22 Januari, tidak sendiri
Aku berteman iblis yang baik hati
Sepenggal lagu merdu dari Iwan Fals kulantunkan. Sambil berlalu berjalan menaiki tangga menuju lantai dua kantorku. Seperti biasa, iblis itu sudah duduk di mejanya sambil menatap layar komputernya. Sambil makan kulihat dari belakang punggungya dia membuka Facebook. Kuhela napas dan berlalu. Dia tidak melihatku.
Iblis yang baik hati, seperti di lagu Bang Iwan tadi, dan ku berpikir bahwa kamu baik hati denganku jika ada maunya saja. Selebihnya ya sifat kamu seperti iblis. Pergi saat aku sedang kesepian, tak peduli apapun yang terjadi kepadaku, saat kau butuh uang saja lah kau mendekat merapat, saat kau senang-senang kau menjauh menghilang. Dasar iblis, kutukku dalam hati.

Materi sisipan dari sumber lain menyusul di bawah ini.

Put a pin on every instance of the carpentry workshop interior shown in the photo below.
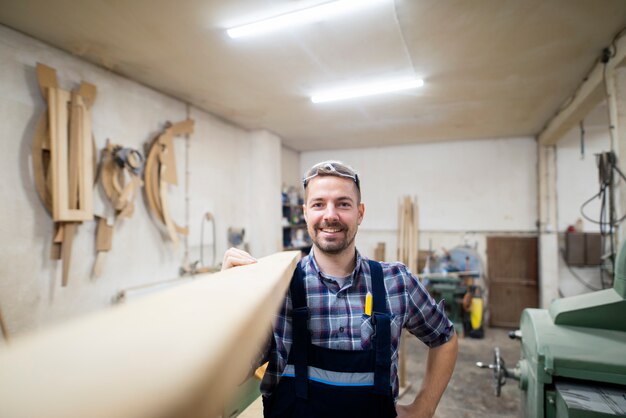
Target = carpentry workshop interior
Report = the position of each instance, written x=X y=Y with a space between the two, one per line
x=146 y=138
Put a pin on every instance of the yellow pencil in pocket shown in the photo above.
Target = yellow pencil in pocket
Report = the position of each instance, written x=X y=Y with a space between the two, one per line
x=368 y=304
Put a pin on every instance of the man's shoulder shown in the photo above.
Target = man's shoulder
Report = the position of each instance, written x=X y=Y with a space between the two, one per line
x=392 y=268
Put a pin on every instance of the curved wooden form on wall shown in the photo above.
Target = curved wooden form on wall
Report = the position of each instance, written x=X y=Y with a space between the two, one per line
x=179 y=353
x=160 y=170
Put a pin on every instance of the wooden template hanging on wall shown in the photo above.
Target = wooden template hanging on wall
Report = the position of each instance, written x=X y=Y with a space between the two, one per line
x=63 y=157
x=120 y=178
x=160 y=171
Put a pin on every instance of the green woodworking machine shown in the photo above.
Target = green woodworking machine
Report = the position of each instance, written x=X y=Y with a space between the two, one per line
x=573 y=355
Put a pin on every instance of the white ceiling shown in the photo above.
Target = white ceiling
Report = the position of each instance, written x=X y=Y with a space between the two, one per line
x=492 y=68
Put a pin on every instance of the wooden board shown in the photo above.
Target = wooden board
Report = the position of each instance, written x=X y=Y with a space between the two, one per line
x=513 y=273
x=179 y=353
x=62 y=149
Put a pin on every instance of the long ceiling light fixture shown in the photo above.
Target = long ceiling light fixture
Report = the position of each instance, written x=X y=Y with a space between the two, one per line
x=300 y=17
x=367 y=90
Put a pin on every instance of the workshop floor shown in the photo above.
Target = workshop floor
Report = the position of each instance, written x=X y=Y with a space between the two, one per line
x=470 y=392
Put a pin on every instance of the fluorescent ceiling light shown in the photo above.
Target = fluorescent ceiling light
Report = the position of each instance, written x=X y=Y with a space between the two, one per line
x=299 y=17
x=367 y=90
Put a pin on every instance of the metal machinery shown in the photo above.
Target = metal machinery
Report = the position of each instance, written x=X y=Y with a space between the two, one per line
x=446 y=277
x=573 y=357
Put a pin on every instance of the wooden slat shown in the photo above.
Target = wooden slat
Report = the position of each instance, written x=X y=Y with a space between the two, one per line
x=69 y=230
x=104 y=235
x=87 y=166
x=179 y=353
x=39 y=170
x=74 y=152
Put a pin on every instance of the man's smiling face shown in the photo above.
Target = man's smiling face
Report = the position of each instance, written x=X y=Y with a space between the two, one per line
x=333 y=213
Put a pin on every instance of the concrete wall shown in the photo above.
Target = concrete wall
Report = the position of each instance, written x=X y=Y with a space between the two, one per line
x=291 y=172
x=227 y=170
x=466 y=190
x=577 y=181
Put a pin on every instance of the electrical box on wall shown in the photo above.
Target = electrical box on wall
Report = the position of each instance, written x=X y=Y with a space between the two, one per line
x=583 y=249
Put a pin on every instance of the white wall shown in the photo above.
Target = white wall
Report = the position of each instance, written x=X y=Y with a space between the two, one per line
x=577 y=181
x=291 y=173
x=466 y=190
x=224 y=163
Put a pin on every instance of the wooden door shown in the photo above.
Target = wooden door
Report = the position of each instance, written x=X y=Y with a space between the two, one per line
x=513 y=278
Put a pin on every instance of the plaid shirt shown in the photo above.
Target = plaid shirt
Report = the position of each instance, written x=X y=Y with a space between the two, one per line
x=337 y=319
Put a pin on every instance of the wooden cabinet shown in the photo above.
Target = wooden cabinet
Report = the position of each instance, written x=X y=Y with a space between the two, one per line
x=513 y=273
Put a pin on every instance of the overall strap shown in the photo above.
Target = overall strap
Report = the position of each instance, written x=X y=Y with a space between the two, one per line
x=382 y=321
x=300 y=328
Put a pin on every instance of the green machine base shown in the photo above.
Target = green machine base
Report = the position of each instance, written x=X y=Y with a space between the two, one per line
x=573 y=355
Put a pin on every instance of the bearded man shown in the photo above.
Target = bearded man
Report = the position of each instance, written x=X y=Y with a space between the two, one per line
x=333 y=351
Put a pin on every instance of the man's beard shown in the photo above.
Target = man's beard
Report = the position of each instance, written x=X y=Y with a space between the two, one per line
x=335 y=246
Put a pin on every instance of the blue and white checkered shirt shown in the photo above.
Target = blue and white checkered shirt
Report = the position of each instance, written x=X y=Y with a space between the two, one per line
x=337 y=319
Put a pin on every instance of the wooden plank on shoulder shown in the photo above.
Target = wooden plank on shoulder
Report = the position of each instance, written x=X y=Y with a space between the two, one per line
x=178 y=353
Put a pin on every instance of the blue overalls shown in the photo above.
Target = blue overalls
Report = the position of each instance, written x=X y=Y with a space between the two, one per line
x=326 y=383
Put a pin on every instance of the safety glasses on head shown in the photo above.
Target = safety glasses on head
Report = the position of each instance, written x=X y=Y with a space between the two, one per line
x=331 y=168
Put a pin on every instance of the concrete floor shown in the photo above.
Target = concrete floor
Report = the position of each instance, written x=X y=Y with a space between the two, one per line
x=470 y=392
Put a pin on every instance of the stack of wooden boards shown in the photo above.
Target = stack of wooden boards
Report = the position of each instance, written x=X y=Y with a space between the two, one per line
x=408 y=244
x=64 y=160
x=64 y=169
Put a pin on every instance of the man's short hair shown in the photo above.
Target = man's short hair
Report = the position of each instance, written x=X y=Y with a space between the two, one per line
x=335 y=169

Sampai meja kerjaku, duduk. Menyalakan komputer. Dan membuka Facebook.
Kugemeratakkan gigiku, saat membaca status Facebookmu yang sedang bermesra dan berkasihan dengan pria lain. Kubanting pulpenku ke meja, hingga rekan kerja di sampingku menoleh karena keasikannya mendengarkan lagu-lagu metal terusik dengan suara benturan pulpenku yang kubantingkan sekeras-kerasnya ke mejaku. Dasar iblis.

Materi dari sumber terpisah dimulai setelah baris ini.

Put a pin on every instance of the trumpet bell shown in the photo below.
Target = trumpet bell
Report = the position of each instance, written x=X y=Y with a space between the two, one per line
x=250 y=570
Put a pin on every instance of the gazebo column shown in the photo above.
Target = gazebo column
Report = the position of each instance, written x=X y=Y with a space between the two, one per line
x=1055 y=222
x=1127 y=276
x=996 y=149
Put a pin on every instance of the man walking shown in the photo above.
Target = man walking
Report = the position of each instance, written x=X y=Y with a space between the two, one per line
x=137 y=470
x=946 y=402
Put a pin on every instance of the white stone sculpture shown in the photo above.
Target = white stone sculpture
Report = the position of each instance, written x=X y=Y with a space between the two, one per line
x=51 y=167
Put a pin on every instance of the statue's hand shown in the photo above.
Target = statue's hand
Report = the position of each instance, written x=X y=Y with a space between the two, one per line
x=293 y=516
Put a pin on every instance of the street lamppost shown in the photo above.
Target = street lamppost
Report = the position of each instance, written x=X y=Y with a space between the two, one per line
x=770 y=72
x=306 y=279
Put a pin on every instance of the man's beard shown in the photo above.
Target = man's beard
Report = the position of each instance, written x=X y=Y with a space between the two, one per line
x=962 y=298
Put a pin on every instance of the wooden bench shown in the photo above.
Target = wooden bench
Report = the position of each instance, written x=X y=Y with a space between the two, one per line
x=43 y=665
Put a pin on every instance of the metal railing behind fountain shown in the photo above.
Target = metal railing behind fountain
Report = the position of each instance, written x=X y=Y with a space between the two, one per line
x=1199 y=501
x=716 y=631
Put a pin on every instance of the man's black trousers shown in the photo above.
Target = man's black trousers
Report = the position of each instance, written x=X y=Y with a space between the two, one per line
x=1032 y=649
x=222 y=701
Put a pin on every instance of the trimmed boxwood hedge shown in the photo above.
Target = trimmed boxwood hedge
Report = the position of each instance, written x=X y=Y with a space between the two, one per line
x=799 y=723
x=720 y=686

Berteman dengan iblis seperti di lagu tadi, yang sayangnya iblis yang satu ini tidak baik hati. Dia baik hati saat ada maunya saja. Kumengumpat sekencangnya, sampai rekan kerja di ruanganku menoleh ke mejaku. Pagi ini mungkin adalah pagi yang buruk buatku. Kusetel lagu keras-keras, kebesarkan volume speaker, lagu 22 Januari tadi. Semua menoleh ke arahku, dentuman speaker dari mejaku mulai mengganggu rekan-rekan kerjaku yang lain. Biar saja, biar si iblis yang duduk di lantai satu itu juga mendengarnya.
Rasa frustasiku justru makin menjadi, bahkan kusobek-sobek kertas laporan yang ada di mejaku. Rekan kerja sebelah mejaku sampai melongo dibuat karena melihat kelakuanku yang seperti orang mabuk. Dilihat seperti itu aku justru semakin kalap, aku buka Facebookmu di layar monitor, kubuka fotomu di sana lalu kuludahi sepuasnya layar monitorku. Teman-temanku makin heran sampai melongo melihat tingkah gilaku ini.

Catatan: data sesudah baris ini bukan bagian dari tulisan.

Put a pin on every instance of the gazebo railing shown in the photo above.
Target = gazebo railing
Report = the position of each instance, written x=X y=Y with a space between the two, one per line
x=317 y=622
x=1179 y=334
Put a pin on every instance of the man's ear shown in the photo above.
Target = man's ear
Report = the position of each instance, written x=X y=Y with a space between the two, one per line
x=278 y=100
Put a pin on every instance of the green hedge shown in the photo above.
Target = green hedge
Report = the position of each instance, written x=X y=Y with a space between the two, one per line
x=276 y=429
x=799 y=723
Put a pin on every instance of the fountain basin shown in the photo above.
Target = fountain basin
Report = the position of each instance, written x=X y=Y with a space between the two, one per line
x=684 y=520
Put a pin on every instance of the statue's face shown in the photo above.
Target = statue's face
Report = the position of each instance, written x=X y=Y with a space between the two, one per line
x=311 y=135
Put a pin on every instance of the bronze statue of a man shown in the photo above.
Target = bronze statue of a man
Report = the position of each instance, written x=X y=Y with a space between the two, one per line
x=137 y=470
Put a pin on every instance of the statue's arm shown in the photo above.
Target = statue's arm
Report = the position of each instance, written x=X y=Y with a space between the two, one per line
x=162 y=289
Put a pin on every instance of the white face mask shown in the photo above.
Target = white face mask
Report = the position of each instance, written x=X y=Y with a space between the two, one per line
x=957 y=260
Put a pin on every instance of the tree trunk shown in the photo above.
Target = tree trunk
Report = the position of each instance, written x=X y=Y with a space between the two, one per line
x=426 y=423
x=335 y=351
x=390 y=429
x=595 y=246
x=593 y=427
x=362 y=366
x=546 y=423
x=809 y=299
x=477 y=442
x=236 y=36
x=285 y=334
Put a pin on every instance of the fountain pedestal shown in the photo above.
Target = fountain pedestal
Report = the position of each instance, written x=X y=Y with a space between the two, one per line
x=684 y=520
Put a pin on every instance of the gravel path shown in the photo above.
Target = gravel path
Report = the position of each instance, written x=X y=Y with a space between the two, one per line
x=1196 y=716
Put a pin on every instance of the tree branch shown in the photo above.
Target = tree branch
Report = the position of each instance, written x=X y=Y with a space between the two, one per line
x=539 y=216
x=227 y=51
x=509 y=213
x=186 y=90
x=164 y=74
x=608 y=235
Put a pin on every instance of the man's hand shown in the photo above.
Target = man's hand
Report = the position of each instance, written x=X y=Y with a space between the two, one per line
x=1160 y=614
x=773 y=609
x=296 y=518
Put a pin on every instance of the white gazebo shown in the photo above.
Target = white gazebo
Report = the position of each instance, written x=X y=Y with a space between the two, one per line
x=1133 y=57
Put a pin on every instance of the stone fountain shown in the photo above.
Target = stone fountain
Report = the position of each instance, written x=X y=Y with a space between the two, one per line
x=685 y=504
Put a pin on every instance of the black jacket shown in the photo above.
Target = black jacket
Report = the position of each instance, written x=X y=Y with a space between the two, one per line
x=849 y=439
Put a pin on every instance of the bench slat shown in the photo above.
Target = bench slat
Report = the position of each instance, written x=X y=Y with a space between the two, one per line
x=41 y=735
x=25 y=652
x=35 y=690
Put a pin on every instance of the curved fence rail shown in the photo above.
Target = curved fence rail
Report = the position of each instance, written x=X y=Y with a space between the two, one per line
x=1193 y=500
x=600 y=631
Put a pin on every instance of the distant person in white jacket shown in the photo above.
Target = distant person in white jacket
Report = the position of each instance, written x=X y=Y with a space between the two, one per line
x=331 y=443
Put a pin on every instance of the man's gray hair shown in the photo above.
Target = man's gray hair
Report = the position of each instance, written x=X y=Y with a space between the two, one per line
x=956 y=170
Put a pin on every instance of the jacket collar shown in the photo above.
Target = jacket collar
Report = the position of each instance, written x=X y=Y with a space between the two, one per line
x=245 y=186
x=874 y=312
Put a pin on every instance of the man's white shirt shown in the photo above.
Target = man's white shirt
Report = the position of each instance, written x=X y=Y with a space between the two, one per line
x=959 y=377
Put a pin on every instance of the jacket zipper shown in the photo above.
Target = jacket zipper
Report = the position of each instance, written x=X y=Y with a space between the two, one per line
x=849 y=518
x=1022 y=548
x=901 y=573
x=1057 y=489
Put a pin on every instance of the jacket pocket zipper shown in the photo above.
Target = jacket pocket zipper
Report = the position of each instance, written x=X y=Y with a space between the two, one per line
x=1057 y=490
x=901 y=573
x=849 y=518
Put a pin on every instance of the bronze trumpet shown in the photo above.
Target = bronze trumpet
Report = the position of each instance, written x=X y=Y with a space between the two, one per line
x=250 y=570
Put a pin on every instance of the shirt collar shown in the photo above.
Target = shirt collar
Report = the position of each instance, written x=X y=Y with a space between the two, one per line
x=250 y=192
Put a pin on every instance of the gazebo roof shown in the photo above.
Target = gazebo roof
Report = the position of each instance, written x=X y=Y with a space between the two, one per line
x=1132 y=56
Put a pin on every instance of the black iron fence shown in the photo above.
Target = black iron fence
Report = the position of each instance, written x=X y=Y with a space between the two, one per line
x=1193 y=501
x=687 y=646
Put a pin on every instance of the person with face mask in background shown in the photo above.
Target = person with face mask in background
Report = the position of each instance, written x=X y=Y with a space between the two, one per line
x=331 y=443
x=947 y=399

Arrrgggh...... aku berteriak dan menjambak-jambak rambutku, mengeluarkan kemejaku dari celana, dan berdiri sambil menendang kursi ke belakang. Kursi terpelanting keras ke tembok dan memantul ke meja rekan kerjaku, braaakkk..... Suaranya keras sekali. Temanku hanya geleng-geleng kepala melihatku seperti ini.
Sudah 1 jam berlalu dan rasa frustasi ini tak kunjung reda. Aku jadi ingin semakin gila. Kulempar sepatuku ke ke atas, mengenai AC dan sepatuku jatuh di meja rekan kerjaku yang duduk di pojokan. Dia sampai berdiri karena menghindari sepatuku yang hampir membuat jidatnya benjol. Beberapa teman menghampiriku dan berusaha menenangkanku. Ada yang membawakan kopi panas, tapi dengan dingin aku lemparkan gelas berisi kopi itu ke tembok. Gelas pecah berhamburan, dan tembok menjadi kotor menghitam terkena kopi. Bahkan muncratan kopi itu mengenai kemeja rekan kerja perempuan yang ada di sana. Dia hanya mengibas-ngibakan kemejanya dan menyumpah serapah.
Melihat aku yang semakin liar tak terkendali, rekan-rekanku mendiamkan aku. Merasa didiamkan aku semakin jengkel, aku bangkit naik ke atas meja. Aku tendang layar monitor berkali-kali dengan kakiku. Layar nampak retak, kuangkat dan kulemparkan ke meja temanku. Bruaaakkk... dia kaget mejanya tertimpa monitor LCD. Semua temanku sudah berdiri dari meja kerjanya, aku semakin liar. Mouse, keyboard bahkan lemari plastik aku lemparkan kesana kemari. Ruang kantor menjadi seperti medan perang. Aku bahkan meloncat dari meja, menghujani pukulan ke perut beberapa temanku, bahkan ada yang tepat kutonjok di pelipis matanya, lalu aku berputar dan menghujani office boy yang di dekatnya dengan pukulan dan terakhir tendangan berputarku. Otomatis dia langsung roboh.